Desean morir para escapar de sus miserias, pero sus aspiraciones no dejan de ser por lo general platónicas; son incapaces de desplegar la energía necesaria, de hacer un esfuerzo serio para quitarse la vida. Según lo que ellos mismos declaran, la muerte tendría que llegarles sola, y con frecuencia piden que se les dé.

Esta falta de energía nos explica por qué, la mayor parte del tiempo, sus tentativas son ridículas o resultan inacabadas, raramente peligrosas.
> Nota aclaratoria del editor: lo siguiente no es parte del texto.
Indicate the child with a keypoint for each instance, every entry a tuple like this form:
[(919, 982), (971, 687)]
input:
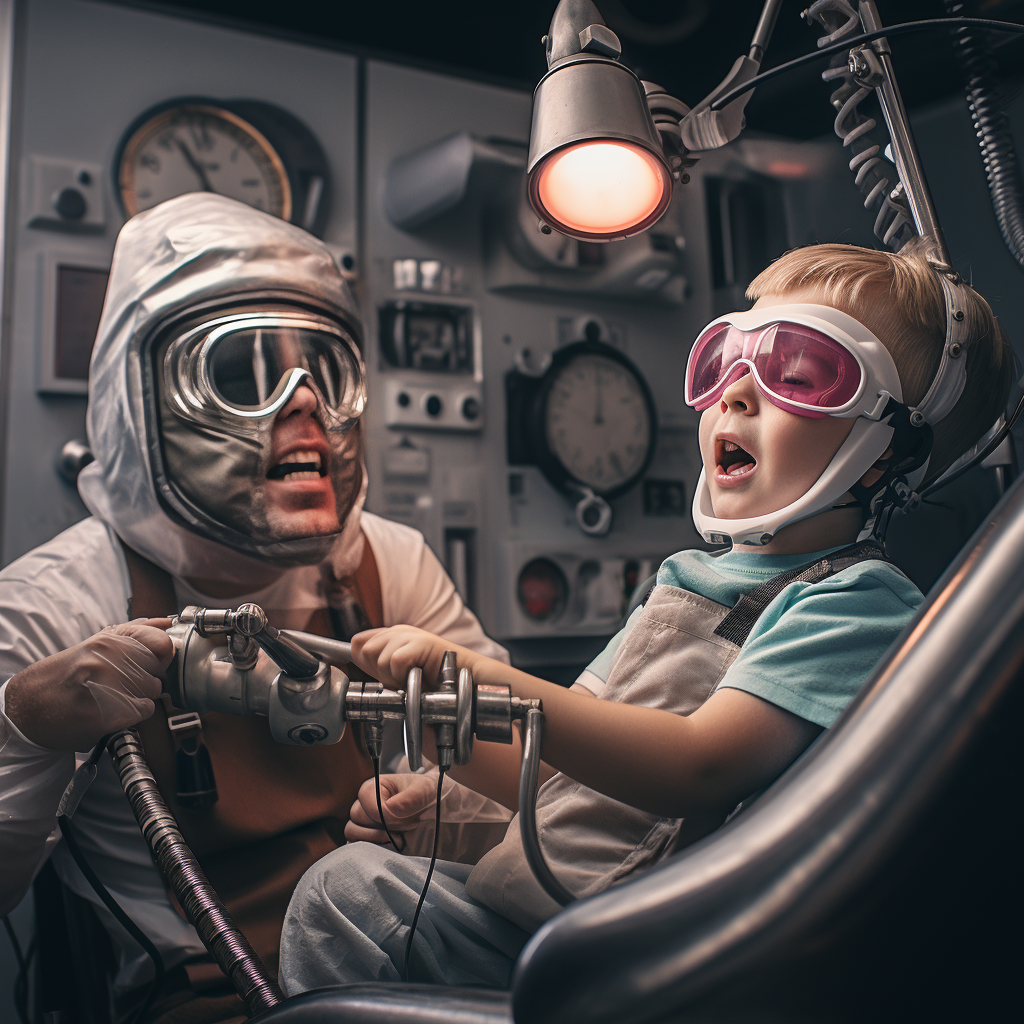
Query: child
[(809, 406)]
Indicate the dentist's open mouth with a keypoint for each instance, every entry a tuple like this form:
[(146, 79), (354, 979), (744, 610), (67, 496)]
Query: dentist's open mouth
[(732, 460), (298, 466)]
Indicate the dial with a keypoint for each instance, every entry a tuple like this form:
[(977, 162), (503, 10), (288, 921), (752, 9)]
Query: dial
[(187, 147), (596, 420)]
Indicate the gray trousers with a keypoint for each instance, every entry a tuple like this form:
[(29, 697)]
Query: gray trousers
[(349, 916)]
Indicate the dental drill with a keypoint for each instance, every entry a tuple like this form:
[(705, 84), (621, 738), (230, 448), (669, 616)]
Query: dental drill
[(237, 663)]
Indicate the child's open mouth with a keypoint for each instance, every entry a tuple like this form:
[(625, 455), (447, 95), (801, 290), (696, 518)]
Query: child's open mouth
[(733, 462)]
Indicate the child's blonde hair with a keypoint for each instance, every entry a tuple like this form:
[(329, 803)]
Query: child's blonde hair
[(899, 298)]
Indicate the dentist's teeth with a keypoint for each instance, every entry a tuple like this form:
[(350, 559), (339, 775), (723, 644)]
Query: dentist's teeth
[(304, 457)]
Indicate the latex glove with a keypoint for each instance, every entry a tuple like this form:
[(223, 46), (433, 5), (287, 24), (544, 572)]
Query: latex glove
[(406, 799), (70, 700)]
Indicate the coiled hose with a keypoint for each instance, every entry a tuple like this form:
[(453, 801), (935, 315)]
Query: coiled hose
[(192, 888), (893, 223), (992, 129)]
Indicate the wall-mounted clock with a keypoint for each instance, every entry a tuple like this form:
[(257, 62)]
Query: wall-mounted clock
[(588, 422), (250, 151)]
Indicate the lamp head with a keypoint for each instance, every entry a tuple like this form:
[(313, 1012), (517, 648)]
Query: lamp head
[(596, 169)]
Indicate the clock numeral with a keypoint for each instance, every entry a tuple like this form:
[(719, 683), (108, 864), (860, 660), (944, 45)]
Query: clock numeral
[(201, 136)]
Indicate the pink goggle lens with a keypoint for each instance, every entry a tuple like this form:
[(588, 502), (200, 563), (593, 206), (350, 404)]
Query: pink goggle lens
[(793, 364)]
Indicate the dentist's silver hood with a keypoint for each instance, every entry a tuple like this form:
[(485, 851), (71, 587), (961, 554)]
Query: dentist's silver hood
[(188, 254)]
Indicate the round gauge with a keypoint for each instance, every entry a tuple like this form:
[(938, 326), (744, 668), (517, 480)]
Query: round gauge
[(594, 422), (200, 146)]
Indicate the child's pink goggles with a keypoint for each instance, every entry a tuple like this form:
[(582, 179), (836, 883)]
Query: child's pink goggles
[(796, 367)]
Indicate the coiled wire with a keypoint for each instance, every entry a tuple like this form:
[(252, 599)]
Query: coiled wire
[(992, 130), (893, 223)]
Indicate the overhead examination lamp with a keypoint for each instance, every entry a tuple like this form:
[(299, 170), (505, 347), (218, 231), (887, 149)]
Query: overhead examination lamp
[(606, 148)]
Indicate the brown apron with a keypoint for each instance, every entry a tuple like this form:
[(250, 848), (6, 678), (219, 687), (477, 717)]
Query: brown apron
[(281, 808)]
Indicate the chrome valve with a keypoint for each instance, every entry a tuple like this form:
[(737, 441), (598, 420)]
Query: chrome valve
[(298, 681)]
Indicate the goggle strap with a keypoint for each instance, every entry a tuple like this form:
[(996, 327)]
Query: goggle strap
[(950, 378)]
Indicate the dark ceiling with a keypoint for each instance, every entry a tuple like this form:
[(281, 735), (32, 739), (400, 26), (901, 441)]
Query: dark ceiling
[(685, 45)]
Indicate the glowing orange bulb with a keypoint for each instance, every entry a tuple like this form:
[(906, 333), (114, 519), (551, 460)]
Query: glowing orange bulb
[(602, 188)]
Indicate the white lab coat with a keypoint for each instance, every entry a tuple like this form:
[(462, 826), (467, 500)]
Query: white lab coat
[(71, 588)]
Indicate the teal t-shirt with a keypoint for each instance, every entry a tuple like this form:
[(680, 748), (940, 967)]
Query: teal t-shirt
[(815, 645)]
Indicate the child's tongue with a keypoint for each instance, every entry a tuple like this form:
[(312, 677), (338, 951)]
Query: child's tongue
[(735, 460)]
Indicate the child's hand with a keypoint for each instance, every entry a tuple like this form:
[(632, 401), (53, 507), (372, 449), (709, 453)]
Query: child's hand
[(388, 653), (406, 798)]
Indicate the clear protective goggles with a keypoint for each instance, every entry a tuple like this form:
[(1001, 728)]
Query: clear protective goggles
[(251, 365), (808, 359)]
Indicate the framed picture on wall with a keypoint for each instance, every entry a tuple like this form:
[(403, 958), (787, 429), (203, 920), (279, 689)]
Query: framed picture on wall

Cuando llegan a término -y no hay que olvidar que, desgraciadamente, esto puede ocurrir- es sólo porque se producen de manera fortuita, bajo el efecto de un rapto ansioso, de terrores panfóbicos, como resultado de un impulso súbito. E incluso en tal caso guardan así la impronta de la debilidad de la voluntad.


1Lección del 11 de febrero de 1894, recogida por el doctor H. Meige y Apert, interno de los hospitales (Bulletin médical, 15 de abril de 1894). Este texto corresponde a la décima de las Leçons cliniques sur les maladies mentales et nerveuses (Salpêtrière 1887-1894), París, Asselin y Houzeau, 1895, pp. 282-295.
2
J. SÉGLAS, Archives de neurologie, 1892, y el Délire des négations (Encyclopédie des Aide-Mémoire), París, Masson, 1894.